177. Еще рано. Только-только рассветает.
Вчера ночью Лили вернулась. Мерседес привела ее в дюны, а я привела сюда. Она у себя в комнате, спит и, по-моему до некоторой степени обрела покой. Благодаря признанию — мне случалось наблюдать такое.
Но иной покой вовсе даже и не покой. А иная честность не окупается — тою же монетой.
Сорок лет назад, тем утром в конце августа, все мы, держась за руки, сидели на койках и нарах — кто в платьях, кто в монашеских рясах, кто в брюках и рубашках покойных мужей — и ждали, ждали… Никто не шумел, все были мокрые от пота и напряжения, многие, очень многие — на грани обморока.
Огромные деревья высились перед нами, за лужайкой, где умер мой отец, а небо мало-помалу побелело, затем пожелтело и, наконец, налилось голубизной.

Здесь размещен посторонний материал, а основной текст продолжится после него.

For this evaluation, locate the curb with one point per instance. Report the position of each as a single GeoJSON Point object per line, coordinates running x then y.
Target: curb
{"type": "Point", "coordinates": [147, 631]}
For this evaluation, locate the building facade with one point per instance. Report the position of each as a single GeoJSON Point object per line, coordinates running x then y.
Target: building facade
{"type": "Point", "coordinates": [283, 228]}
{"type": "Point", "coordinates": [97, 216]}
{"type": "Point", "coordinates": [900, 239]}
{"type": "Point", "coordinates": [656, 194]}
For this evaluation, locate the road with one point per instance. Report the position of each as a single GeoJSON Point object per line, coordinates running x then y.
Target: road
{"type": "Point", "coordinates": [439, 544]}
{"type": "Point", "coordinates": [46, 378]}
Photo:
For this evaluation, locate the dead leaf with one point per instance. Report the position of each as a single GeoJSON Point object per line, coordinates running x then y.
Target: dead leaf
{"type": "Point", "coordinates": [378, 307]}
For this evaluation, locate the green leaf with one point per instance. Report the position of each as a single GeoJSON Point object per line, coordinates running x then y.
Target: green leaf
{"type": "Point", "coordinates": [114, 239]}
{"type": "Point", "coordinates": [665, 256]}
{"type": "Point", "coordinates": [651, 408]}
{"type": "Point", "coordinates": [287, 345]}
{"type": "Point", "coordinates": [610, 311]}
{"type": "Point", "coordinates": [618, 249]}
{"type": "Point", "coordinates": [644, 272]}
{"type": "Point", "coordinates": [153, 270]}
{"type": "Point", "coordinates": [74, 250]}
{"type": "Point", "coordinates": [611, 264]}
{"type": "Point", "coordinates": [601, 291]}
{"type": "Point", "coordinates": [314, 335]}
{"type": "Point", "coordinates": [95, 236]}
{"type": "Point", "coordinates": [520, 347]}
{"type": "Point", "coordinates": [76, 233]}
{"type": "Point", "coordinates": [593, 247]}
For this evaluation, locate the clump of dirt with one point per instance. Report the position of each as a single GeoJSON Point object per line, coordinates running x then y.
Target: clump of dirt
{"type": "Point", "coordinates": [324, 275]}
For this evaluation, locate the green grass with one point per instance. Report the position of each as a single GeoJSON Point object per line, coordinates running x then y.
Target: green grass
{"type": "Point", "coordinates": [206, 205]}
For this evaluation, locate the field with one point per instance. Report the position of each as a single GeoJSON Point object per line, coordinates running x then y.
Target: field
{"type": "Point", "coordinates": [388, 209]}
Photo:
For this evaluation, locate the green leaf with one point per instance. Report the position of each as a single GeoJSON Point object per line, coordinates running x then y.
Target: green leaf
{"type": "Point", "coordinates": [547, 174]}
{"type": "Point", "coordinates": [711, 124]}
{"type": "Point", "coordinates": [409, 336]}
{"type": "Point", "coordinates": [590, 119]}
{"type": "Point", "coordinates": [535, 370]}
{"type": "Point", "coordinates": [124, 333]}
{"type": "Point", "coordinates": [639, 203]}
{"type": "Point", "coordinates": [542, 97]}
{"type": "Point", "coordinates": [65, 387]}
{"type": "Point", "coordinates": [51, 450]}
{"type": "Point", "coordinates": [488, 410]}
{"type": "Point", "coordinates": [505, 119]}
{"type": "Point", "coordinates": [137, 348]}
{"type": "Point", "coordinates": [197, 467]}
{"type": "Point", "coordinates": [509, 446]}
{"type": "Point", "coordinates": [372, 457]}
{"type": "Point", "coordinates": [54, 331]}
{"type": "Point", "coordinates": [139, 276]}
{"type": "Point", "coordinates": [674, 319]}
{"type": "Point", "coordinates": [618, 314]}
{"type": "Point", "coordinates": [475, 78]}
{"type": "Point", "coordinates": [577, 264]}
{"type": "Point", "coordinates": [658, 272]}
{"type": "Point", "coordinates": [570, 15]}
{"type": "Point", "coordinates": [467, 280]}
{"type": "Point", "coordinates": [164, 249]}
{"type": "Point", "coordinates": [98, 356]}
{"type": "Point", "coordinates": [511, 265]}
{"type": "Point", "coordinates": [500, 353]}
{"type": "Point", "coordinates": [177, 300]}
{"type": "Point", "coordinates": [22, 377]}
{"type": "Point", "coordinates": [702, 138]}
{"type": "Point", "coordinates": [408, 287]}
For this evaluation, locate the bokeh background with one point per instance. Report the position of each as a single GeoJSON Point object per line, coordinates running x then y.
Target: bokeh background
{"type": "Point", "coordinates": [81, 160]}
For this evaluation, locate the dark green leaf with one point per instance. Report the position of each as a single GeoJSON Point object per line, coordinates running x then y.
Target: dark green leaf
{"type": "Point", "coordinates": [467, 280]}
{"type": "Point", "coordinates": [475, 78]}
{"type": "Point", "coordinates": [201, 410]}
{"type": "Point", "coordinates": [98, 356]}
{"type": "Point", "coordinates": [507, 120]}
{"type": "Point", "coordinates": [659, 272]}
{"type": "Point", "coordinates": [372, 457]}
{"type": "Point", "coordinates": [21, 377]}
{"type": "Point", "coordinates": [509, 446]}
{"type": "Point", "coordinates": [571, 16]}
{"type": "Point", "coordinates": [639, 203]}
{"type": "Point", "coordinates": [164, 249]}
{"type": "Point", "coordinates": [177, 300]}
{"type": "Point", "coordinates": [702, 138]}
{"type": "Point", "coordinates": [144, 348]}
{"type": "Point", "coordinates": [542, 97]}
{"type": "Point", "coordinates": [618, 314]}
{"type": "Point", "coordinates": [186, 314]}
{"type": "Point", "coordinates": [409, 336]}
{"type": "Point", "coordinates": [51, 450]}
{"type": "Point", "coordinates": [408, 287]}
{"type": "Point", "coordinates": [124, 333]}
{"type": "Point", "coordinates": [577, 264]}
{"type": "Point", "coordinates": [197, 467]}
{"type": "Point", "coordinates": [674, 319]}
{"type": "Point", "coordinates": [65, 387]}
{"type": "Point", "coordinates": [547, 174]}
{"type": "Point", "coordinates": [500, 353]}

Огромные, похожие на черные тучи, стаи плодоядных летучих мышей одна за другой беззвучно возвращались к местам отдыха в глубине дождевого леса, высоко в кронах деревьев. Сытые, они всегда молчат.
Зато попугаи, белые цапли, аисты и все прочие утренние птицы отнюдь не молчали. Они оглушительно гомонили в нашем безмолвии. От их шума хотелось закрыть глаза, но это было невозможно. Невозможно потому, что перед глазами виднелась дорога и все эти годы мы ждали минуты, когда там не будет японцев.
Ворота стояли настежь.
И никто не выходил.
И Мойра держала мою левую руку, а мама — правую.
И мы ждали.
В конце концов они явились.
Австралийцы. Судя по головным уборам, австралийцы. Они стояли на опушке леса, под деревьями, а мы находились в своих бараках — далеко от них, на расстоянии целого мира, — ставни и жалюзи были открыты, так что все могли всё видеть.
А потом Джульетта Роберте — по-моему, первой была именно она — встала, спустилась по ступенькам и пошла к воротам.
Я очень хотела пойти с нею, но не могла. Ждала Мойру.
Мама поднялась и сказала: «Можно идти. Вставай».
И я встала — однако Мойра продолжала сидеть.